There’s not a lot of question about the suspect: A neighbor of the three victims, Craig Stephen Hicks, 46, turned himself in to police the same night and has been charged with murder.
The bigger question is why three were killed.
Many of the victims’ friends and relatives gathered Thursday for their funerals and for candlelight vigils on college campuses such as North Carolina State University in Raleigh, which is where Barakat met his future wife, and where she and her sister went to school.
“These three people, as young as they were, were a source of inspiration, warmth and light for our community,” said one woman speaking at the vigil.
That’s how Nada Salem knew them. They weren’t just Muslims, she said of her friends, but “three good people.”
“No one should die like that,” Salem told CNN’s “New Day,” “especially when you’re that great.”
Victim said neighbor carried gun when complaining over noise
Mohammad Abu-Salha, father of the two slain women, said the problems started not when Barakat lived in the condo by himself, but when his new wife, Yusor Mohammed, moved in.
He said his daughter told him, referring to the neighbor, “Daddy, I think he hates us for who we are and how we look.”
Yusor Mohammed’s good friend, Amira Ata, agrees that something doesn’t add up.
She recalled one time Mohammed told her about the neighbor coming over with a gun to complain about noise after a few friends had gone over to play a board game.
“We were completely shocked because it’s not normal for you have to have a disagreement of some sort with your neighbor and for you to go over there with a gun,” Ata said.
When the news came out about the slayings, that neighbor jumped to mind. Ata said “the only thing that really makes sense is that he didn’t like them because they were different.”
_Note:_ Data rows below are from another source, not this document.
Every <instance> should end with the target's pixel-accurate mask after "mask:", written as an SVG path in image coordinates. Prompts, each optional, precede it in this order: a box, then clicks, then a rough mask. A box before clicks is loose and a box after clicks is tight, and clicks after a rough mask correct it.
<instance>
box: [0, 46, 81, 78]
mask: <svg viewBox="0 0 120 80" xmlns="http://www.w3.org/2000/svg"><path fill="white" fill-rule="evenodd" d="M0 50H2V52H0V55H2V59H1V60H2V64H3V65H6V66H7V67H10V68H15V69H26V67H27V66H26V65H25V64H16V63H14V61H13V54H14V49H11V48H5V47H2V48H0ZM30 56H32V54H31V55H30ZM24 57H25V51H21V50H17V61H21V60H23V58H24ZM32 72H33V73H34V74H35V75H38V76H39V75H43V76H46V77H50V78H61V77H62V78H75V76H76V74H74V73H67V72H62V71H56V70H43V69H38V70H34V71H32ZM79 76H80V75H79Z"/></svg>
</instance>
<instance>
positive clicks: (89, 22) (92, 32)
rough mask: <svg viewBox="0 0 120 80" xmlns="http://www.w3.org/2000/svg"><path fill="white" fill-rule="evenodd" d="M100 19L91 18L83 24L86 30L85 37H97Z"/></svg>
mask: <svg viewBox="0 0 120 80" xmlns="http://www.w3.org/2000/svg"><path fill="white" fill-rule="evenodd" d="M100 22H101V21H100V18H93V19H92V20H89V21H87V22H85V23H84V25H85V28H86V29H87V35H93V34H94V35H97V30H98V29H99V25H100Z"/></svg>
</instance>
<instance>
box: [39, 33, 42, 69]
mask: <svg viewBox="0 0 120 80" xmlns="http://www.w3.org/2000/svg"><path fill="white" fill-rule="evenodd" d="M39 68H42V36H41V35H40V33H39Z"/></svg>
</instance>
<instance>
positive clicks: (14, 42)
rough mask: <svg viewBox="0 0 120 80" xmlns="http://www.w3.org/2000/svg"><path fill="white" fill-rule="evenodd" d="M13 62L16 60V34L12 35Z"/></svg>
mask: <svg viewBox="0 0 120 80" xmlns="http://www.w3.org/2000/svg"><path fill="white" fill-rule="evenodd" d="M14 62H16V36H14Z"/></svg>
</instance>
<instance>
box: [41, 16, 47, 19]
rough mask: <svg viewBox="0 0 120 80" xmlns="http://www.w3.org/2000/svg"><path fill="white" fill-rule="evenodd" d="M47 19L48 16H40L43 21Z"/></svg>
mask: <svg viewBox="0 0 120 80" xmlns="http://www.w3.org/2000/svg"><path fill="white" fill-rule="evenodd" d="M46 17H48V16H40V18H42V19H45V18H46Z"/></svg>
“If he went and maybe killed all the neighbors, maybe then we can be like, ‘Oh, he has an issue,’ ” she told CNN. “They were our friends, and we feel like they were targeted for a reason.”
Suspect’s wife: Shooting has to do with parking, not religion
Police said Hicks has no prior criminal record and is cooperating with the investigation.
Rob Maitland, the lawyer for Hicks’ wife, Karen, said the shooting “highlights the importance of access to mental health care services.”
Karen Hicks, who has been in the process of divorce, said her husband had been at odds with various neighbors of various backgrounds over parking. That’s what this is about, she says, contending that what happened is not a hate crime.
She said, “I can say with my absolute belief that this incident had nothing to do with religion or the victims’ faith.”